Whole Lotta Shakin'

Voice Card  -  Volume 10  -  Larry Card Number 6  -  Sat, Oct 21, 1989 11:47 PM

I guess all but those who don't watch TV, listen to the radio, read newspapers or magazines, or talk to other people have heard about the Great Quake of '89 as they're calling it here (and perhaps elsewhere).

It was, to say the least, an experience. The most fortunate part for Diane and me was the fact that we were home together at the time the quake struck--not a normal occurence for that time Tuesday evening. Diane is normally in class at San Jose State, but her class was called off that day. I would normally be on the freeway at that time (a freeway that wound up being closed due to structural damage), but on that day, I decided to leave work about 20 minutes early. The worst experience for all of our friends was not knowing where their spouses or kids or other family members were after the quake. We're very thankful that we didn't have to go through that.

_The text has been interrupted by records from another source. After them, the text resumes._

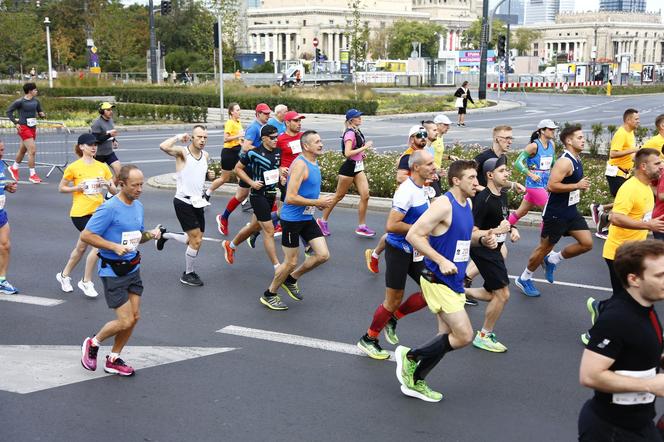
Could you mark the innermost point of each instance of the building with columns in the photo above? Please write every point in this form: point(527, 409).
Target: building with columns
point(640, 35)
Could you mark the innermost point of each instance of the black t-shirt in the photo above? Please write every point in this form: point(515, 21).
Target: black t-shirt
point(631, 335)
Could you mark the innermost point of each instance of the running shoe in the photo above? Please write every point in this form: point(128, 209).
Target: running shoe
point(229, 252)
point(372, 348)
point(118, 367)
point(293, 290)
point(527, 287)
point(222, 225)
point(390, 331)
point(488, 342)
point(88, 288)
point(65, 283)
point(273, 302)
point(325, 230)
point(421, 390)
point(372, 263)
point(549, 269)
point(405, 367)
point(89, 355)
point(191, 279)
point(365, 231)
point(7, 289)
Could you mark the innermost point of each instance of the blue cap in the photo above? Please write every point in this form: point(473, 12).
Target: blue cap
point(352, 113)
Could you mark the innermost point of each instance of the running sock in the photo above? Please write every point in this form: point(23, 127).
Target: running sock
point(414, 303)
point(189, 259)
point(381, 316)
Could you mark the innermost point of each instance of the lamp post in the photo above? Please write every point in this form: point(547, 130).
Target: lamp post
point(48, 51)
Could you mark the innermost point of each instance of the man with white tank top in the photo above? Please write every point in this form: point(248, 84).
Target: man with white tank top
point(191, 165)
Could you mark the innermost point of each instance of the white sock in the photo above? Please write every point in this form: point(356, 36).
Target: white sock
point(189, 258)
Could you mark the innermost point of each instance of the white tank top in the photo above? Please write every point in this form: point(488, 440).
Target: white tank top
point(190, 180)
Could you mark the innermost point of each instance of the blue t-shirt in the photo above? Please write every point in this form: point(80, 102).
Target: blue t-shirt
point(117, 222)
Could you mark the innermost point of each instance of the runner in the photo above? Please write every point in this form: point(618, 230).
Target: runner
point(535, 161)
point(85, 179)
point(561, 216)
point(490, 219)
point(252, 140)
point(443, 234)
point(28, 109)
point(351, 172)
point(410, 201)
point(302, 199)
point(191, 165)
point(6, 185)
point(623, 357)
point(116, 229)
point(260, 169)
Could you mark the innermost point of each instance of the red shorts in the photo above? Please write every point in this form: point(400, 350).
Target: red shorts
point(26, 132)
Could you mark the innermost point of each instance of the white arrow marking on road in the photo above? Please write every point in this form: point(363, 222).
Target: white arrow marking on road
point(30, 368)
point(302, 341)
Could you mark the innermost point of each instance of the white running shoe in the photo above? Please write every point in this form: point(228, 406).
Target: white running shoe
point(65, 283)
point(88, 288)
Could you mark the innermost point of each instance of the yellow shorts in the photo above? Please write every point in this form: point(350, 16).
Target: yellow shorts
point(441, 298)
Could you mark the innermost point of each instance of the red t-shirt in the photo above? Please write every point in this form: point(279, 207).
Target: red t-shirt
point(290, 148)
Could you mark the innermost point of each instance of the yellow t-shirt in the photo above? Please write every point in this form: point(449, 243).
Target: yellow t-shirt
point(623, 140)
point(232, 128)
point(635, 200)
point(85, 203)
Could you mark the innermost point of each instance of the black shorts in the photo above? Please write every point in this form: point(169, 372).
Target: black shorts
point(80, 221)
point(400, 265)
point(491, 264)
point(292, 230)
point(189, 216)
point(262, 205)
point(614, 184)
point(555, 228)
point(108, 159)
point(229, 157)
point(117, 288)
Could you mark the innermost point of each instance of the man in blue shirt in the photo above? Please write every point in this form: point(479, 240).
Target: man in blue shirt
point(116, 229)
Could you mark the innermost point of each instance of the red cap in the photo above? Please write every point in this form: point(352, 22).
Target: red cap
point(262, 107)
point(292, 115)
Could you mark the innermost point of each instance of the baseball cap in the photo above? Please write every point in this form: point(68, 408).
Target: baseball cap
point(88, 139)
point(549, 124)
point(442, 119)
point(262, 107)
point(352, 113)
point(292, 115)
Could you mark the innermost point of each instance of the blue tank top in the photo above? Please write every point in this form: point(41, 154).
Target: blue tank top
point(540, 165)
point(454, 245)
point(309, 188)
point(563, 205)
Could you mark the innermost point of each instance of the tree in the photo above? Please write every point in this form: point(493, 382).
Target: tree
point(404, 32)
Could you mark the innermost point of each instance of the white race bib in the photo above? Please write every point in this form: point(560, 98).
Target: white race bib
point(131, 239)
point(574, 197)
point(271, 177)
point(462, 252)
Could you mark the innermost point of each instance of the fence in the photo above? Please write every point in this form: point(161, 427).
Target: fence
point(54, 147)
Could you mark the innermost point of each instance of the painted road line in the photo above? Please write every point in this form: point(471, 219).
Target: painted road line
point(302, 341)
point(35, 300)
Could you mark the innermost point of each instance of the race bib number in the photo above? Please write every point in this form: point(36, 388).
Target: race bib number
point(574, 197)
point(295, 146)
point(131, 239)
point(271, 177)
point(462, 251)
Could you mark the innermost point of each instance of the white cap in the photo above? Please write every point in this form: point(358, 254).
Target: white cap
point(442, 119)
point(549, 124)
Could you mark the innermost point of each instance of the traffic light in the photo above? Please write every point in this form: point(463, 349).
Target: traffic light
point(501, 45)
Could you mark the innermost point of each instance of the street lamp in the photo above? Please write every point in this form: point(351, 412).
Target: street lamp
point(48, 50)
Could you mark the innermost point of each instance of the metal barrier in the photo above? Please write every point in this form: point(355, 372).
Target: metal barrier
point(54, 149)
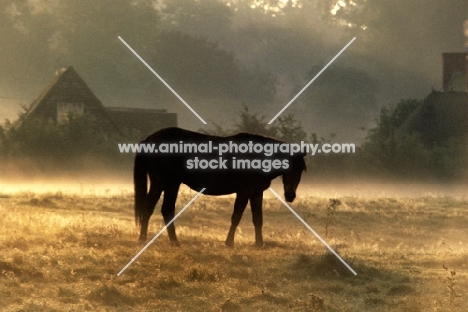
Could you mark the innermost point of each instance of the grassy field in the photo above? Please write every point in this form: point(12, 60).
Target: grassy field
point(62, 252)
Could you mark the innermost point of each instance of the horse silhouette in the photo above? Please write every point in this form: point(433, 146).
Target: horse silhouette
point(167, 170)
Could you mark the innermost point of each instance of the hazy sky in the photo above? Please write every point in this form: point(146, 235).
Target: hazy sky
point(397, 54)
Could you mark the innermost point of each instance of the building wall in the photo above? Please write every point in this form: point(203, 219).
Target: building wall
point(455, 72)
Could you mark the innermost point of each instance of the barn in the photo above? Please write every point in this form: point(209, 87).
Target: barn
point(68, 94)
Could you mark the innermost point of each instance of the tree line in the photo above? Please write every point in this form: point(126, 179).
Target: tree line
point(47, 146)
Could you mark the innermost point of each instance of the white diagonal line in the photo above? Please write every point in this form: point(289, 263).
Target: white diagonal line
point(162, 80)
point(160, 232)
point(310, 82)
point(313, 232)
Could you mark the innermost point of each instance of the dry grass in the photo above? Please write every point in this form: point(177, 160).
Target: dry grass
point(62, 253)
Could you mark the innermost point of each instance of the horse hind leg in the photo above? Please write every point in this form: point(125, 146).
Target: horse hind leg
point(151, 200)
point(168, 211)
point(239, 207)
point(256, 203)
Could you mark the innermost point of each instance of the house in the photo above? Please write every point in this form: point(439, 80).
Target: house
point(443, 114)
point(68, 94)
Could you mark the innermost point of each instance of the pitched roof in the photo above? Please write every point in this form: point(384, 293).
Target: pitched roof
point(67, 86)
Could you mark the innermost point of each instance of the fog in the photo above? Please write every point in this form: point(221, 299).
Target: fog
point(265, 55)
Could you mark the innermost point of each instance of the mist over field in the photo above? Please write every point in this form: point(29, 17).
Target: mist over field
point(221, 54)
point(396, 210)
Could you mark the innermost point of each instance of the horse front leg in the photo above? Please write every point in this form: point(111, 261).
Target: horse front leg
point(168, 211)
point(239, 207)
point(256, 202)
point(150, 202)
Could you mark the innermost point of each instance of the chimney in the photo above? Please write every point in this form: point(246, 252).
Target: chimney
point(455, 72)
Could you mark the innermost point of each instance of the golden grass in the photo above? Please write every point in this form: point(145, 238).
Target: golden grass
point(62, 253)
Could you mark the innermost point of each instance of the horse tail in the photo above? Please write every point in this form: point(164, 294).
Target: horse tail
point(140, 182)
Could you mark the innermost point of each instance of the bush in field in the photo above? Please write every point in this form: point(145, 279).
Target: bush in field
point(65, 145)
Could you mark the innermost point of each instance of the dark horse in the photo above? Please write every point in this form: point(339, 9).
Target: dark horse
point(166, 171)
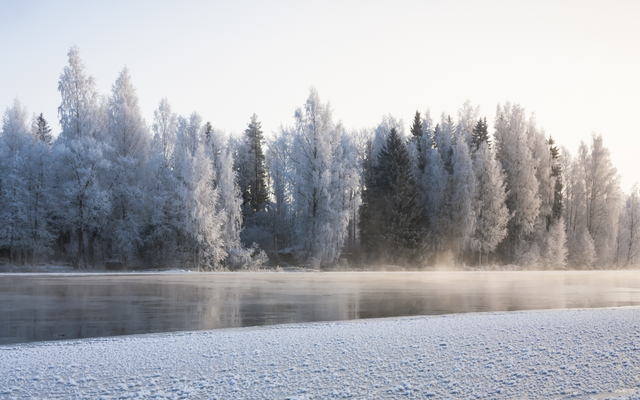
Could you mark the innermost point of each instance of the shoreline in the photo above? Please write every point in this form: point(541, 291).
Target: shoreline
point(583, 353)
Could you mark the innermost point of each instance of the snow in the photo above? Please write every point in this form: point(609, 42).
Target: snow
point(546, 354)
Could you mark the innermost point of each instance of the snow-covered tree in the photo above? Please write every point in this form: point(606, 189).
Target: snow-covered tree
point(84, 199)
point(164, 130)
point(79, 110)
point(555, 246)
point(491, 211)
point(127, 129)
point(467, 117)
point(281, 171)
point(199, 223)
point(41, 130)
point(514, 152)
point(129, 139)
point(462, 196)
point(320, 214)
point(391, 215)
point(252, 177)
point(628, 240)
point(15, 142)
point(602, 197)
point(480, 134)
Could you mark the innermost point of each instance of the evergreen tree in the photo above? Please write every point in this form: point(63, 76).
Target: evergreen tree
point(417, 134)
point(254, 179)
point(461, 199)
point(41, 130)
point(391, 215)
point(208, 131)
point(79, 110)
point(491, 213)
point(556, 172)
point(480, 134)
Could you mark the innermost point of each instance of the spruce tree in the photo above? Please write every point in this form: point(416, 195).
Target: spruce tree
point(254, 184)
point(480, 134)
point(42, 131)
point(556, 172)
point(393, 198)
point(417, 133)
point(208, 130)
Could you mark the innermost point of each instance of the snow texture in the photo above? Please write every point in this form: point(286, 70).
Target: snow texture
point(550, 354)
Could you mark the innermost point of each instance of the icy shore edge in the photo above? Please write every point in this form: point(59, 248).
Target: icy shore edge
point(545, 354)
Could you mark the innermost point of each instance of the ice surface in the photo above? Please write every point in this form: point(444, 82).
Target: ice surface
point(550, 354)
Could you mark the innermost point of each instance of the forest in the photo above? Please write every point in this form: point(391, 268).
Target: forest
point(108, 188)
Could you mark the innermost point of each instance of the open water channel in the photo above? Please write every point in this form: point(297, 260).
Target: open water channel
point(43, 307)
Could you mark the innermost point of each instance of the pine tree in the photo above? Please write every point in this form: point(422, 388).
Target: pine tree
point(254, 181)
point(556, 172)
point(391, 215)
point(79, 110)
point(41, 130)
point(480, 134)
point(492, 214)
point(417, 134)
point(461, 199)
point(513, 151)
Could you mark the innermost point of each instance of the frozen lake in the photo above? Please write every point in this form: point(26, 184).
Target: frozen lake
point(42, 307)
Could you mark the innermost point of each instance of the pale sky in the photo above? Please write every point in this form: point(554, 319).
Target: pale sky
point(576, 64)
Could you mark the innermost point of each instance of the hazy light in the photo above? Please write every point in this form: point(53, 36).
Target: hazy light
point(574, 63)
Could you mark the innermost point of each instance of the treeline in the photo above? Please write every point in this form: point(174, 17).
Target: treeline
point(109, 188)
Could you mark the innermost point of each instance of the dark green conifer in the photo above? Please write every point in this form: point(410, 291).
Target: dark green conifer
point(390, 215)
point(255, 194)
point(480, 134)
point(556, 172)
point(43, 132)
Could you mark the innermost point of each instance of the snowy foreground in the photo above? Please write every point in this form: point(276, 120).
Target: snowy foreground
point(547, 354)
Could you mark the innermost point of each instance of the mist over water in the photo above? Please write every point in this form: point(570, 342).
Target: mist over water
point(41, 307)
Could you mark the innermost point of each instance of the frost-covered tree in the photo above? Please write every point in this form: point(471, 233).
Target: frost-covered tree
point(602, 197)
point(229, 198)
point(321, 216)
point(127, 129)
point(129, 139)
point(252, 178)
point(14, 156)
point(79, 110)
point(480, 134)
point(41, 130)
point(556, 172)
point(281, 171)
point(629, 230)
point(555, 246)
point(491, 211)
point(462, 196)
point(199, 223)
point(84, 199)
point(391, 215)
point(164, 130)
point(514, 152)
point(467, 117)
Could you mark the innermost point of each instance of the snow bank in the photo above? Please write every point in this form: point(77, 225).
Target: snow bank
point(550, 354)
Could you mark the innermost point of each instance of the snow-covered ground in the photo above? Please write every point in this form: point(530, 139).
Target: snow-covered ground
point(546, 354)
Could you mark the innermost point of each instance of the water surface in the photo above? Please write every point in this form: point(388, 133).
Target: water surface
point(52, 307)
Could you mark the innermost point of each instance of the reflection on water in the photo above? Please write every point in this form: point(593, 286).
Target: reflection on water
point(40, 307)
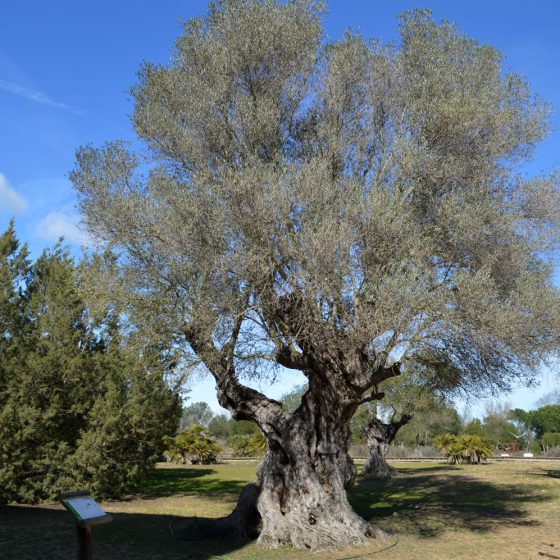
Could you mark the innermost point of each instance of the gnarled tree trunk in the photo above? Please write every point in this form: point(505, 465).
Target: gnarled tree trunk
point(304, 477)
point(379, 436)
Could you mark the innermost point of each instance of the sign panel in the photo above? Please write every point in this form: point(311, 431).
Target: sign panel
point(83, 507)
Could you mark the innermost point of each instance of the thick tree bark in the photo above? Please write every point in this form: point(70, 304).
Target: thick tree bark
point(379, 436)
point(304, 475)
point(303, 479)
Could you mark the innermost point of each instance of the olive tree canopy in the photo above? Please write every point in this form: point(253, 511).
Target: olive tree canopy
point(330, 207)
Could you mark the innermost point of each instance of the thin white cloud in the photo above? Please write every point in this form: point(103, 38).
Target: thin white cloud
point(34, 95)
point(58, 224)
point(10, 200)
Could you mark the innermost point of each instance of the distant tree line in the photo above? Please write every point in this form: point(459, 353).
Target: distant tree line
point(433, 422)
point(83, 401)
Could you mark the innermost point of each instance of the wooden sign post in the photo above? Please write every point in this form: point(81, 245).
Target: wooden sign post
point(87, 513)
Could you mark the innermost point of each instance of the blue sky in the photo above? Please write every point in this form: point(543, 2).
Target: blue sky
point(66, 68)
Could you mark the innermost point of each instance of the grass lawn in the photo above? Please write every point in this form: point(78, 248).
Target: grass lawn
point(434, 511)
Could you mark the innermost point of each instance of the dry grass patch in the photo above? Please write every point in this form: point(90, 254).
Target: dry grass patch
point(436, 511)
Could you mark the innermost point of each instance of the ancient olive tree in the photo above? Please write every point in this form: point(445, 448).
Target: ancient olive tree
point(329, 207)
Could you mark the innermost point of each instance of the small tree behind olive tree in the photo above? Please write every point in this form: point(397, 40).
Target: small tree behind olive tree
point(327, 206)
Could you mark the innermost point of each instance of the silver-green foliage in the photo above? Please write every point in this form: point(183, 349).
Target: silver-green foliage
point(376, 184)
point(331, 207)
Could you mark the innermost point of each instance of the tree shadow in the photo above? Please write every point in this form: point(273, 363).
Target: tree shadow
point(48, 533)
point(429, 501)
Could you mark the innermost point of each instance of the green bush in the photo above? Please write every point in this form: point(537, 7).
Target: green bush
point(551, 439)
point(194, 446)
point(82, 405)
point(465, 448)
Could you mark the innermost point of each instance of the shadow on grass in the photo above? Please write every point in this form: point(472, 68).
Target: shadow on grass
point(431, 500)
point(49, 534)
point(552, 473)
point(184, 481)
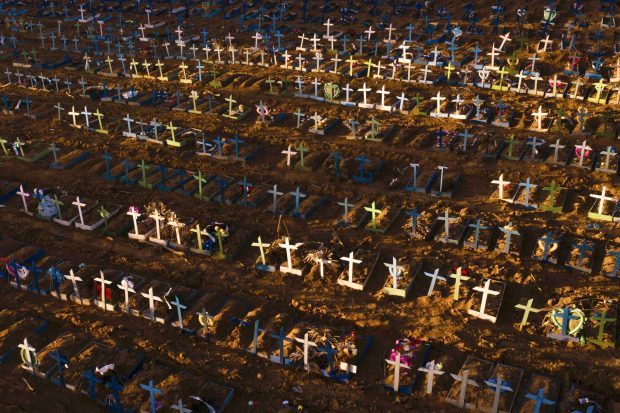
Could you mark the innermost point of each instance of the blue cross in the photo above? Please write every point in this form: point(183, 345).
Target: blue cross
point(281, 338)
point(92, 380)
point(237, 142)
point(566, 317)
point(61, 362)
point(218, 141)
point(330, 352)
point(414, 219)
point(540, 400)
point(337, 158)
point(152, 392)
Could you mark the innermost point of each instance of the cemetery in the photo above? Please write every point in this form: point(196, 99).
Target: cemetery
point(334, 206)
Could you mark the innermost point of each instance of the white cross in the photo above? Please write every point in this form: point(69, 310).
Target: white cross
point(351, 262)
point(134, 214)
point(501, 184)
point(394, 271)
point(583, 148)
point(486, 291)
point(364, 89)
point(602, 199)
point(369, 32)
point(438, 98)
point(465, 380)
point(289, 259)
point(431, 372)
point(556, 149)
point(539, 115)
point(73, 114)
point(505, 38)
point(179, 407)
point(177, 225)
point(101, 279)
point(74, 279)
point(79, 206)
point(527, 185)
point(397, 366)
point(441, 168)
point(434, 277)
point(499, 387)
point(306, 345)
point(24, 196)
point(383, 93)
point(127, 288)
point(155, 216)
point(27, 348)
point(152, 298)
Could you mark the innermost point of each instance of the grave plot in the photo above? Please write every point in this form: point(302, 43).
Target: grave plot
point(99, 216)
point(24, 200)
point(480, 235)
point(17, 261)
point(510, 240)
point(270, 339)
point(581, 399)
point(499, 392)
point(32, 332)
point(181, 389)
point(602, 325)
point(106, 284)
point(539, 394)
point(352, 213)
point(149, 299)
point(487, 300)
point(98, 370)
point(151, 373)
point(514, 149)
point(465, 390)
point(402, 276)
point(178, 178)
point(198, 319)
point(71, 210)
point(554, 198)
point(358, 267)
point(419, 225)
point(402, 364)
point(67, 159)
point(51, 356)
point(566, 323)
point(31, 275)
point(526, 194)
point(332, 352)
point(8, 189)
point(604, 207)
point(31, 151)
point(449, 229)
point(547, 248)
point(379, 220)
point(143, 225)
point(445, 183)
point(611, 261)
point(581, 255)
point(175, 300)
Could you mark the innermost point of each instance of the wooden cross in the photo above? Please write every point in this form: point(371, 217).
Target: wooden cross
point(527, 309)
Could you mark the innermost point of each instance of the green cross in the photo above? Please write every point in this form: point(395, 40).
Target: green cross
point(374, 211)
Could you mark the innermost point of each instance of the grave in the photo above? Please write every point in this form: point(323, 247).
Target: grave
point(401, 278)
point(379, 220)
point(547, 247)
point(487, 305)
point(357, 276)
point(466, 387)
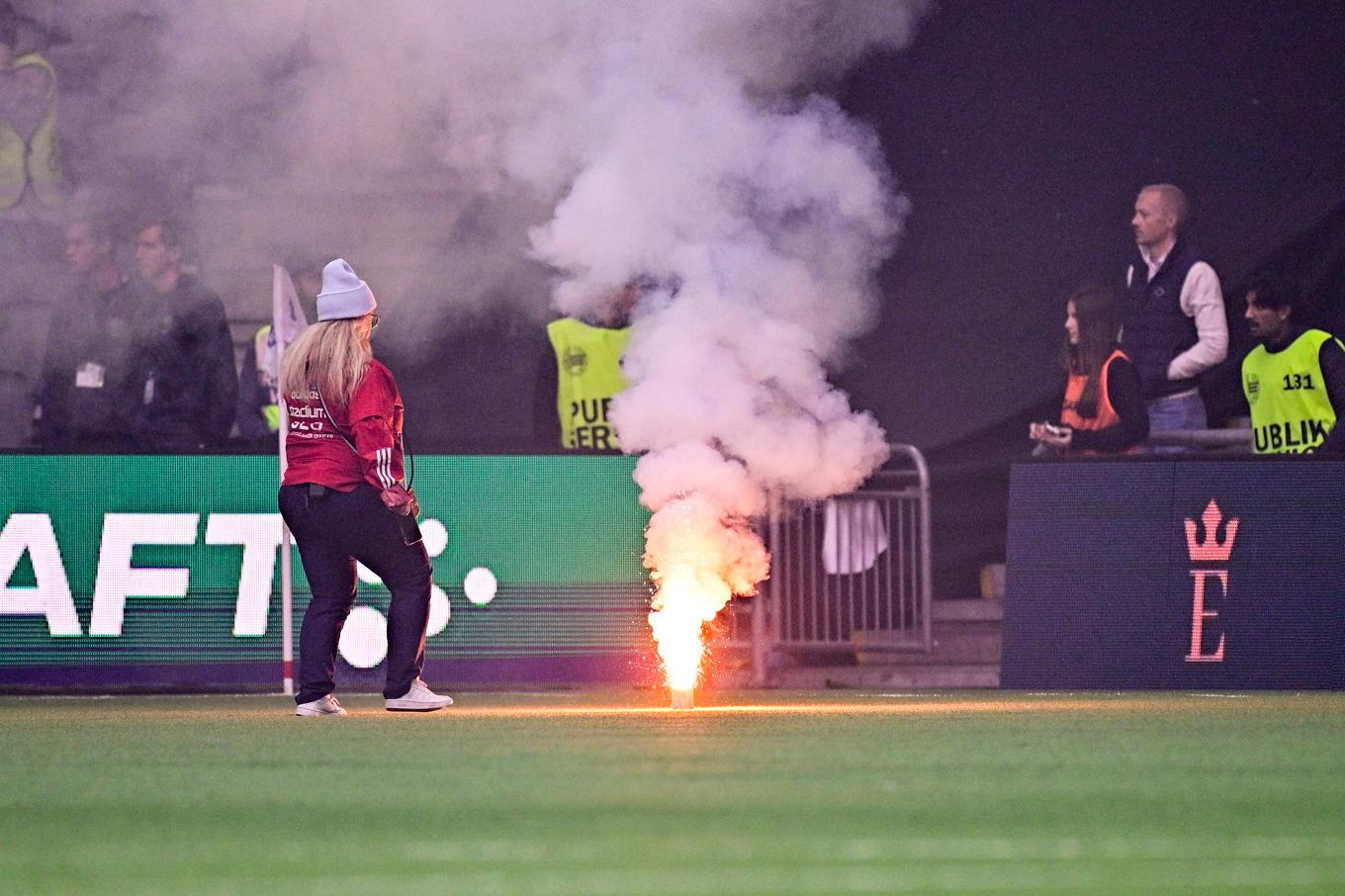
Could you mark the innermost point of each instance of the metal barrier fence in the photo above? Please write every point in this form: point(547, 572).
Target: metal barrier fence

When the quake first hit, we looked at one another and thought "Here's another tremor." But, it didn't stop, and kept becoming more and more intense. We sat in the living room not moving and watching the TV slowing bounce across its stand. Finally, I got up and grabbed the TV before it fell to the floor. When it was over, our power was out, and we started to assess what damage we had. We walked upstairs into one of the bedrooms and an aftershock hit-- just the first of about 25-30 noticeable shocks that would occur in the next few hours (we have experienced well over 3,000 aftershocks in the four days since the quake, according to news reports). These shocks measured up to 5.3 on the Richter Scale.

We had very little physical damage relative to the devastation that surrounds us. Our power was off for about 5 minutes, two doll cases were broken, one Japanese clay doll lost its hand, and five elephants (ceramic) from Diane's collection were destroyed. We feel very lucky.

Hopefully, it will be a long time before anything like this happens again.